- Ex-chef de Kylie Jenner processa a empresária, afirmando que carga horária exaustiva e exigências físicas levaram a aborto espontâneo; a funcionária diz trabalhar 11 a 12 horas diárias, cinco dias por semana, mesmo com gestação de alto risco.
- Ela foi contratada em novembro de 2024 e, três meses depois, notificou a gerência sobre a necessidade de adaptar a rotina; segundo a denúncia, as restrições não teriam sido atendidas.
- Na véspera de Ano Novo de 2024, a profissional diz ter carregado caixas pesadas em rua íngreme, sem auxílio, o que causou crises de falta de ar e tontura, com intervenção da equipe de segurança.
- O suposto estopim ocorreu por volta de 1º de fevereiro, durante a festa de aniversário do filho de Kylie em Palm Springs; após hemorragia, houve atendimento hospitalar e, conforme a defesa, não houve batimentos cardíacos do feto; a funcionária diz ter sido demitida dias depois.
- Este é o terceiro processo trabalhista contra Kylie em 2026, com denúncias anteriores de outras ex-funcionárias sobre ambiente de trabalho; advogada da ex-chef afirma que a vítima aguardava ouvir no tribunal, e os representantes de Kylie não comentaram até o momento.
Kylie Jenner é alvo de uma ação judicial movida por uma ex-chef, que afirma ter sofrido um aborto em decorrência de carga horária excessiva e exigências físicas no trabalho. A denúncia foi revelada por documentos obtidos pelo Page Six.

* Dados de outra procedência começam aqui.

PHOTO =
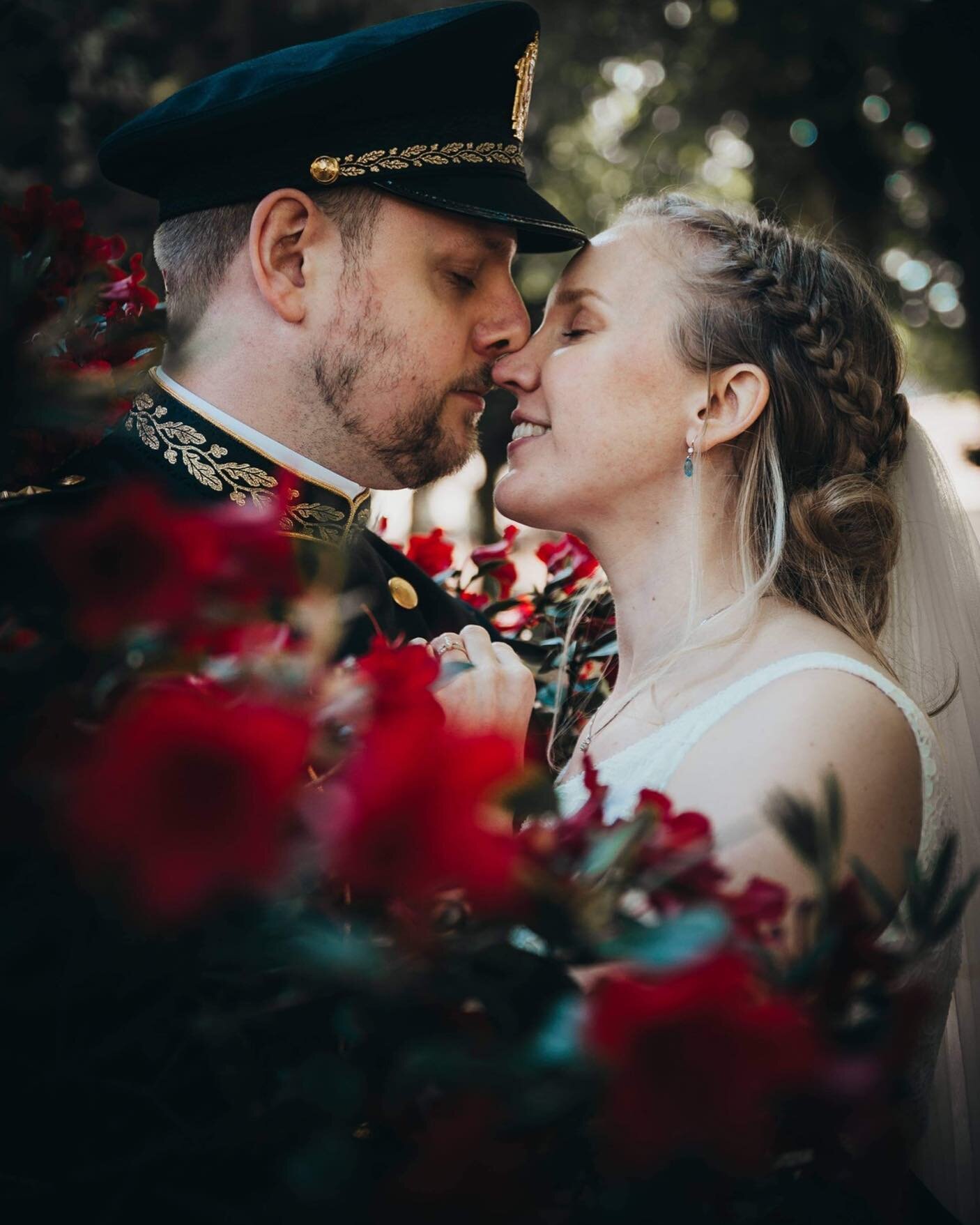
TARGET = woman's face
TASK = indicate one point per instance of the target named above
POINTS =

Segundo a denúncia, a ex-funcionária trabalhou em turnos de 11 a 12 horas diárias, cinco dias por semana, mesmo após informar gestação de alto risco. Ela alega que as orientações para reduzir a carga de trabalho não foram atendidas.
A reclamante afirma ter sido contratada em novembro de 2024 e, após três meses de gestação, formalizou pedidos de ajustes na rotina. Em dezembro, durante a véspera de Ano Novo, diz ter carregado caixas pesadas em uma rua íngreme sem apoio, causando crises de falta de ar.
Ainda segundo o processo, o colapso ocorreu em fevereiro, durante festa de aniversário do filho de Jenner em Palm Springs. A ex-chef sustenta que, após apresentar hemorragia, foi ao hospital e houve confirmação da ausência de batimentos cardíacos do feto. Dias depois, houve demissão por suposta desorganização na cozinha, e a profissional alega depressão severa pela experiência.
A autora busca indenização por discriminação, assédio, pagamento irregular de horas extras e demissão sem justa causa. Este é o terceiro processo trabalhista envolvendo Jenner em 2026, após denúncias de duas ex-funcionárias de diferentes funções sobre o ambiente corporativo da empresária. Procurada, a defesa de Jenner não se manifestou sobre as acusações. A advogada da ex-chef afirmou que a parte busca ouvir as alegações no tribunal.